Writing was not going terribly well the last little while—and by “writing” I mean poetry. Over the past few months I’ve written book reviews, an article, and an online interview, but have had trouble focusing on poetry. Thinking that a bit more structure might help, I decided to get deliberate about setting up a routine. I settled down on a Monday afternoon, went through the magazine file on the desk and pulled out a stack of poems that need revising. There are quite a lot; the file box was bulging. I read through all of them, and that was where the trouble started: I couldn’t decide which one to start with. I just stared at each one in turn and thought, “I don’t know what to do with this.” After beginning with high hopes, or moderate hopes anyway, I ended up having a frustrating and unproductive afternoon.

Later, while taking a walk to work my stiffness out (both physical and mental), the title of Anne Lamott‘s book on writing, Bird by Bird, popped into my head. I’ve read this book a few times and found certain things Lamott says very helpful; this time it was the title itself that grabbed me. In one of the early chapters she explains where it came from: when her older brother was ten he had to do a school project on birds; he procrastinated, and the night before it was due he ended up panicky and overwhelmed, unable to even start. Their father sat down beside him and said, “Bird by bird, buddy. Just take it bird by bird.”

So this is what I am trying to do at the moment. I am deliberately trying to not look at everything at once—the stack of poems needing revision, the half-finished manuscript, the possible chapbook—because that inevitably leads to my wanting to work on everything at once. Instead, I will make a concerted effort to focus on only one poem, or a handful of poems, at a time, not get too concerned about picking the right one, just go with whatever happens to click on any given day.

3. The final 20 per cent of a project takes 80 per cent of the time.

I’d heard this principle before in another context, but it seems to also be true of writing at times. I often reach a stage with a poem where it almost feels right—except for the last line, or the title, or that one line in the middle stanza that somehow still doesn’t quite work. That one last thing can take months to figure out, because the thing is, it can’t be hurried.
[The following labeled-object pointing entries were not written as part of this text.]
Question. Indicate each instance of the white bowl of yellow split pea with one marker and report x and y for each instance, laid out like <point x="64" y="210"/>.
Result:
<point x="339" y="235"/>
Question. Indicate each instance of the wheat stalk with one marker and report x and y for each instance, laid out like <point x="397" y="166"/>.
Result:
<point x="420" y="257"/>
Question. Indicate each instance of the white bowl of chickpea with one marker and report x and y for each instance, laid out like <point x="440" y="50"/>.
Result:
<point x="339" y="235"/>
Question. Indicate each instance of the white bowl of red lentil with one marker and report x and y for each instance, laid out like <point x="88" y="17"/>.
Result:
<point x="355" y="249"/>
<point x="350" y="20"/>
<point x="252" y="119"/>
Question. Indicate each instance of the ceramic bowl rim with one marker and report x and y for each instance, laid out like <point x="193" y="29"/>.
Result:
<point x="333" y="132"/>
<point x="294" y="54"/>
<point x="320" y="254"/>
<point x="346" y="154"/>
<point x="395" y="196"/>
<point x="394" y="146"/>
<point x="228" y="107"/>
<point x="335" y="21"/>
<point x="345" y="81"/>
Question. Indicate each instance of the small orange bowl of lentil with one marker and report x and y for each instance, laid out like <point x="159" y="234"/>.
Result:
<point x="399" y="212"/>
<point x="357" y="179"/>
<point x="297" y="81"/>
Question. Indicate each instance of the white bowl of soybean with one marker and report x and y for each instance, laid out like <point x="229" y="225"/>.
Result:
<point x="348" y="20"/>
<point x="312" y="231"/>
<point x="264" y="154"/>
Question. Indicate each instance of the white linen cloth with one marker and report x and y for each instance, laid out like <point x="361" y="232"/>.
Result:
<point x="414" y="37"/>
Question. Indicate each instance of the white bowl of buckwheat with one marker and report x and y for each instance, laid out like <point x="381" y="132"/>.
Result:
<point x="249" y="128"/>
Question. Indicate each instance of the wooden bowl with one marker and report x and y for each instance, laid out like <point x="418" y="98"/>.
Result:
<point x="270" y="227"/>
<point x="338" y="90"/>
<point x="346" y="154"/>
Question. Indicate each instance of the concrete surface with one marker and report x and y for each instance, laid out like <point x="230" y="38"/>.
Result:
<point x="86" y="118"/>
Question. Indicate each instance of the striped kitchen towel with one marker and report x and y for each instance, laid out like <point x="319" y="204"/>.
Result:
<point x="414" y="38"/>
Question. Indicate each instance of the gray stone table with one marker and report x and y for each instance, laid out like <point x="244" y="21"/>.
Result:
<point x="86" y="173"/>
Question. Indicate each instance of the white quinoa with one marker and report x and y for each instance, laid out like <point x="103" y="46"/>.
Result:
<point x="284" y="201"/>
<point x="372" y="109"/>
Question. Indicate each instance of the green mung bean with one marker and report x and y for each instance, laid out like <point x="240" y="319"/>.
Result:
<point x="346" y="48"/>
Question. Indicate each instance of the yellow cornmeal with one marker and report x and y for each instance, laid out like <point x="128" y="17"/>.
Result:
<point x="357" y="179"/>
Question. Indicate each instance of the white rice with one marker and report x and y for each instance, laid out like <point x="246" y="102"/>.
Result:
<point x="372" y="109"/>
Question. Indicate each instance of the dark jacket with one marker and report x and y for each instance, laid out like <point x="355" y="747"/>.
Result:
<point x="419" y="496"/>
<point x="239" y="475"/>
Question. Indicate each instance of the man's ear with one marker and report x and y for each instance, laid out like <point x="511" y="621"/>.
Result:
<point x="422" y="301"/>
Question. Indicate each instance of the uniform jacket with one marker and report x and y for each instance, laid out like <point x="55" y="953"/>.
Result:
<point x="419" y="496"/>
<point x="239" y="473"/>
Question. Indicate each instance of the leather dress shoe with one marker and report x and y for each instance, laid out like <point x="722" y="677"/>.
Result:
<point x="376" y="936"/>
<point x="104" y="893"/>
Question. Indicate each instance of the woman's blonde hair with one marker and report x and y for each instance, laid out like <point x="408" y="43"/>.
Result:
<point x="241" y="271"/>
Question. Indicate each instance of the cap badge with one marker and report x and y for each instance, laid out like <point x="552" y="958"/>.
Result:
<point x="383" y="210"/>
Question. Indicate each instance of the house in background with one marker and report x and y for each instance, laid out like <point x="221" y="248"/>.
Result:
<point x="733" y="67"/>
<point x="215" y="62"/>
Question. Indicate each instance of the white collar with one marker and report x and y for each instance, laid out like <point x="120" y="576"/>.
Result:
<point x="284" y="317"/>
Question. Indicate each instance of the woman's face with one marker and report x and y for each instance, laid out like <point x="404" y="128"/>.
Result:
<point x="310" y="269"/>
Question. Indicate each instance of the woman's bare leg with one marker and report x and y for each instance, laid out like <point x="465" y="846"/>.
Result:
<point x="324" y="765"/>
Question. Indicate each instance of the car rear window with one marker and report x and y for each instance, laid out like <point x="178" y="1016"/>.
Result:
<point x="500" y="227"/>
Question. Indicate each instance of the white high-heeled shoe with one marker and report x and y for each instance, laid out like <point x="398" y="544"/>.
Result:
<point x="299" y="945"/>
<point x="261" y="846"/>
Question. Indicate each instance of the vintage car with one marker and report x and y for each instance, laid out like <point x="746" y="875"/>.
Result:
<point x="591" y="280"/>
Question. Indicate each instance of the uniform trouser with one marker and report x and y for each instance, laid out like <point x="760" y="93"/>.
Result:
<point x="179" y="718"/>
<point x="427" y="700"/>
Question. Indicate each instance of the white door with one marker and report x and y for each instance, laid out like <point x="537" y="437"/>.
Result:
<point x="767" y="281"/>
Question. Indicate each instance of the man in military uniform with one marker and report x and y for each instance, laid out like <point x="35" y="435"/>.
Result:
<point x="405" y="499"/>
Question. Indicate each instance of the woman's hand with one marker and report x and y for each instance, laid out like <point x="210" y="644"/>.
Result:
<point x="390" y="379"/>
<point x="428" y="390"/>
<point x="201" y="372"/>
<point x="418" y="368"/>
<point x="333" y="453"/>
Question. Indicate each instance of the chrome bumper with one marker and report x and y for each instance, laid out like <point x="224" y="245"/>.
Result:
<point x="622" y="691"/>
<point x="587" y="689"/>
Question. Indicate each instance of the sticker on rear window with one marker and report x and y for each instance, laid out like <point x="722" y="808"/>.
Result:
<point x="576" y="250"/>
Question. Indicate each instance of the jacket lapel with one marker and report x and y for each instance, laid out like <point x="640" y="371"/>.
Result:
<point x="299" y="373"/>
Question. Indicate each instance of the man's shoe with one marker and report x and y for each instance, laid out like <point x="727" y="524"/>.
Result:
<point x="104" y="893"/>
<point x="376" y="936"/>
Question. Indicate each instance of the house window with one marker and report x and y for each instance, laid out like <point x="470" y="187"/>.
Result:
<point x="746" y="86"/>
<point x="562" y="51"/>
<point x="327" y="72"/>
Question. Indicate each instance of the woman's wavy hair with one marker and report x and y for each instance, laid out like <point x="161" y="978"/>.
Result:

If it’s going to come together, if the poem is going to end up really feeling like it’s got the right words in the right places, then I have to take the time to find those words, try them out, let the piece sit for a while, look at it again—then do that several more times if necessary.

I would like this to not be so consistently true. (It’s true now, in fact, as I look for a way to conclude this post.) I know it’s all fine, all part of the process, but sometimes I think it would be nice if there were not quite so much patience required.

[The anecdote from Bird by Bird is on page 19 of the paperback edition.]